The model's performance was evaluated across data modalities, cancer types, and tasks. We highlight 3 concepts:
a) Tissue type classification on whole-slide images (WSIs): On 60 hematoxylin & eosin (H&E) WSIs from high-grade serous ovarian cancer (HGSOC, Boehm et al. 2022), Composer predicted the overall WSI tissue composition (Jensen-Shannon divergence (JSD): 0.26; mean absolute error: 0.11), classifying correctly (AUROC 0.98) the tissue type (tumor, stroma, necrosis, adipose, other) of individual regions within WSIs without training on regional annotations.
b) Tumor segmentation on WSIs: On 185 H&E WSIs spanning HGSOC, breast, and colorectal cancers (MSKCC), Composer estimated the overall tumor fraction per WSI (JSD 0.12; MAE 0.15), distinguishing efficiently tumor from non-tumor regions (AUROC 0.91) within WSIs.
c) Single-cell type annotation in scRNA-seq: Using 156 scRNA-seq HGSOC samples (Vazquez-Garcia et al. 2022), Composer not only inferred bulk cell type distributions (JSD: 0.15; MAE: 0.06), but also accurately classified (AUROC: 0.97) individual cells to their designated type (T cells, monocytes, fibroblasts, cancer cells, other).

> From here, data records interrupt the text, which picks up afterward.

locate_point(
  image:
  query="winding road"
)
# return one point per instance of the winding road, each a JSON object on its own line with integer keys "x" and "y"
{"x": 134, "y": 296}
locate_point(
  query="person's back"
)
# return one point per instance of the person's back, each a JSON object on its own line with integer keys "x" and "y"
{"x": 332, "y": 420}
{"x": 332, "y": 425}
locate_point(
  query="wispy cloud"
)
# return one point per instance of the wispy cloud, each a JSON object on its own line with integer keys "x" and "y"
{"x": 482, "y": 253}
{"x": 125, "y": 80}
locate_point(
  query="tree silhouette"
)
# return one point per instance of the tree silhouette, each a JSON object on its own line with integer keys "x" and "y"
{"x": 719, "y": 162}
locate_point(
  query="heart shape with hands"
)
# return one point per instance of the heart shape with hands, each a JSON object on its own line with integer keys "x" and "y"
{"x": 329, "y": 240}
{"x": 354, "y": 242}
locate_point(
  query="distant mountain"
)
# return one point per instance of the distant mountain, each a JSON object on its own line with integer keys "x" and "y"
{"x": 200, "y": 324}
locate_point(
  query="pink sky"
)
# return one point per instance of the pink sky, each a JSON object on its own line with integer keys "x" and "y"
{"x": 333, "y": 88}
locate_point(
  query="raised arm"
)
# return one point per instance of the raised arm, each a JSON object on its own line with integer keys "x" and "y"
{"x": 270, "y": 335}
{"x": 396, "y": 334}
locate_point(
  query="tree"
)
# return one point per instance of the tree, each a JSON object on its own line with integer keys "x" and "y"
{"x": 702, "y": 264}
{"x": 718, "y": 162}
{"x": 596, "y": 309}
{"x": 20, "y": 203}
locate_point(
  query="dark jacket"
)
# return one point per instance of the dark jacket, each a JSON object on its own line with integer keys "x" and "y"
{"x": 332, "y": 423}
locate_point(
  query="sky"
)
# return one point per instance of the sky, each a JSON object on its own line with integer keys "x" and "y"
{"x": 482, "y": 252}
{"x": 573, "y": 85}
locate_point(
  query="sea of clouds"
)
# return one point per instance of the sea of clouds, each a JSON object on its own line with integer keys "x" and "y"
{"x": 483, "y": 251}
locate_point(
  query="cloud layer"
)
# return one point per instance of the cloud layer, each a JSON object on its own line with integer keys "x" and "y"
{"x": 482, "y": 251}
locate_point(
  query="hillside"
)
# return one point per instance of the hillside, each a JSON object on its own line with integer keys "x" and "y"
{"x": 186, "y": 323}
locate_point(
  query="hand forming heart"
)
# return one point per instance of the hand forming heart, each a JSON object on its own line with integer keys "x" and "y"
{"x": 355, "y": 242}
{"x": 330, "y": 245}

In summary, the proposed OT-based weakly supervised framework provides an effective approach for linking element-level representations to sample-level compositional profiles in cancer. Its applicability across data analyses empowers spatial and molecular characterization of tumor ecosystems, biomarker quantification, and potential applications to precision oncology.
利益披露 Disclosure
G. Asimomitis, None.
K. M. Boehm,
Monograph Capital, LLC Independent Contractor.
Japanese Society of Obstetrics and Gynecology Travel.
Memorial Sloan Kettering Cancer Center Patent.
K. Liosis, None..
A. Kohli, None..
T. Pollard, None..
A. Aukerman, None..
A. Pasha, None..
A. Begum, None..
L. H. Ellenson, None..
J. Shia, None..
H. A. Zhang, None.
N. Schultz,
Stand Up to Cancer Independent Contractor.
Innovation in Cancer Informatics Independent Contractor.
S. P. Shah,
Bristol-Myers Squibb Independent Contractor.
F. Sanchez-Vega, None.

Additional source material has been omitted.